Perché? Perché di fronte ai drammi, oppure chiamiamoli problemi, che in questi ultimi tempi vengono alla ribalta nella nostra società, problemi di vita, di morte, di giustizia, di accoglienza, di fronte a tutto questo ed altro io mi sento rabbrividire quando ascolto o leggo coloro da cui mi sono per tanti anni sentita rappresentata e che fanno parte della mia vita e che amo come i miei familiari più cari, quando li sento dire: le persone dello stesso sesso che vogliono vivere insieme non meritano rispetto e tutela civile, coloro che non resistono più al dolore ed alla devastazione fisica e che non hanno più nessuna speranza di recupero devono accettare il loro strazio e il loro disfacimento, non devono desiderare la fine della loro sofferenza, devono prolungarla ed accettarla senza discutere.

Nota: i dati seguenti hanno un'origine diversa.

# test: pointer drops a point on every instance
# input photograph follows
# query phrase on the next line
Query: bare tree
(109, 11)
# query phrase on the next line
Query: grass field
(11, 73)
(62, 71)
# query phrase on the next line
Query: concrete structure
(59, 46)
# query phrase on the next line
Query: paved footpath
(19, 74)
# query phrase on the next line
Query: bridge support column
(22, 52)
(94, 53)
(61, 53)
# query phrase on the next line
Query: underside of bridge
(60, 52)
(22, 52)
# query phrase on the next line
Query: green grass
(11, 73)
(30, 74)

E chi muore chiedendo ad altri l’aiuto per morire non ha diritto di entrare in chiesa. No, perché in chiesa hanno diritto di entrare i cadaveri di uomini come Pinochet ma non i cadaveri di chi è stato per decine di anni inchiodato ad un letto con un respiratore artificiale.

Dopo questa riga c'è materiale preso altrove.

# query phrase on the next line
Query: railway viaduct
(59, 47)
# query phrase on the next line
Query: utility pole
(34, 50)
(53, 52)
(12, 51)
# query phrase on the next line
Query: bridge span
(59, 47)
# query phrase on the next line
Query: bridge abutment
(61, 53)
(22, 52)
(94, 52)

Ma Cristo da che parte sta? Dov’è andato a finire il Suo Amore infinito? Forse non riesco a capire, ma chi dà diritto ad un cristiano di dire a suo fratello (o sorella): la tua diversità dalla maggioranza è un male da nascondere, tu non hai diritto di vivere in questa società alla pari degli altri?

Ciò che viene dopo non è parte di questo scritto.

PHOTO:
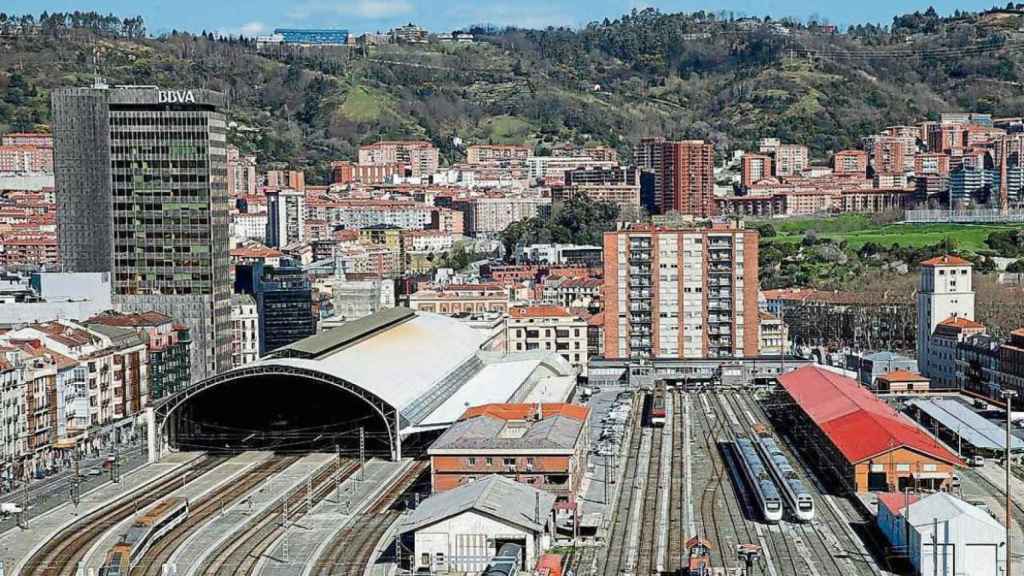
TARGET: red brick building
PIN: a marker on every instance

Tenterò di farlo, senza alcuna presunzione di dire una parola definitiva e credo che possa aiutarci una lettura serena di tutta la vicenda, anche per rispondere alla tua lettera-riflessione, cara Elisabetta, che ha il timbro doloroso e sincero di chi non comprende più una Chiesa che è pur sempre sono parole tue «la famiglia di cui mi sento parte e che sempre amerò e che non abbandonerò mai».
C’è, prima di tutto, un dramma personale, che merita rispetto, quello di Piergiorgio Welby. Sofferente da lunghi anni e senza alcuna possibilità di guarigione chiede «con piena avvertenza e deliberata volontà» che sia staccata la spina che lo tiene in vita, ma vuole che ciò avvenga in virtù di una legge che in Italia non c’è e che lui sollecita: l’eutanasia, alla quale la Chiesa da sempre si oppone distinguendo ovviamente tra eutanasia e accanimento terapeutico in nome di una verità che non le appartiene e di cui è solo custode: la vita umana, ogni vita, «dal concepimento alla morte naturale» è nelle mani di Dio e non può essere legata alla decisione né del singolo né dello Stato.
I Radicali di cui Welby è esponente , giocando sull’emotività che ogni caso doloroso suscita, si sono impadroniti con una buona dose di cinismo di questa vicenda, che richiedeva discrezione e delicatezza, e ne hanno fatto una bandiera e così Welby è diventato l’icona del diritto alla buona morte e del dovere dello Stato di renderla legale. Questa strumentalizzazione ha avuto il suo apice nella cerimonia funebre in piazza con i discorsi di Pannella, Bonino, Pecoraro Scanio e con la raccolta di firme per far pressione sul Parlamento.